Technology

Women attract men by sexualizing themselves

We wear clothes to keep us warm, to have decency, to protect ourselves and also to show off. The need to differentiate ourselves depends on our personality. Some women use clothing as a means of providing sexual provocation (a form of invitation). Women tend to show their bodies to the full extent allowed by the definition of decency in the society in which they live. So Western women wear low-cut tops that accentuate their cleavage and push-up bras that make their breasts appear larger. Men don’t show themselves this way.

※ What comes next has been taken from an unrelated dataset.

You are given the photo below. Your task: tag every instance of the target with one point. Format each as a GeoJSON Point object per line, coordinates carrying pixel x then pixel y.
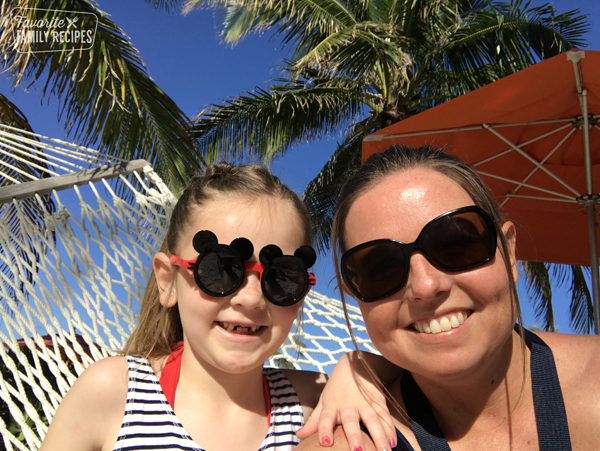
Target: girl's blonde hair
{"type": "Point", "coordinates": [159, 328]}
{"type": "Point", "coordinates": [401, 158]}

We can differentiate between what turns on and what turns on. An arousal is a sight, sound, or behavior that can wake someone up. What excites you is not always associated with the intention to wake up. Men tend to confuse what turns on (such as attractiveness) with what turns on (conscious sexual behaviors of women).

A coming is destined to provoke excitement. A come-on is essentially a sexual invitation. Specifically, a tease is a behavior that a woman uses to arouse a man so that he wants to have sex with her. She is very explicit about what she says or does, so there is no question that she is making a sexual invitation. This behavior is very common in pornography. Real women can use the simple mechanism of wearing a robe as a garment.

Young women are more inclined to show their bodies because they are looking for a partner. Many women believe that it is an essential part of their femininity to wear shoes that show their feet or clothes that accentuate their figure. They assume that a woman who wears practical shoes or functional clothing must be a lesbian or perhaps want to be a man. But how a woman dresses is just behavior and not a sign of responsiveness.

Invariably the message for a woman is that if she wants to be successful, she must use her body. This is how you are admired, made friends, and promoted in the world of work. Women look at other women for various reasons. First, they look out of curiosity to judge the attractiveness of their own body in relation to others. Second, women want to learn from other women’s successful styles and behaviors. Lastly, women want to make sure that they are more attractive so that they can feel better about themselves.

The colors that women wear have connotations. Red lipstick or nightwear is eye-catching and daring. Black and lace are associated with provocative nightwear for women. There are no male equivalents. Other women may be offended by female nudity because of this display of male admiration.

We all want to be loved and please a lover. For the most part, there is no conscious intention to misrepresent women’s sexuality. Men sexualize women as part of their arousal process. Men assume that women like to be penetrated. Women passively indicate their kindness by accepting male advances and not contradicting the male view of their sexuality.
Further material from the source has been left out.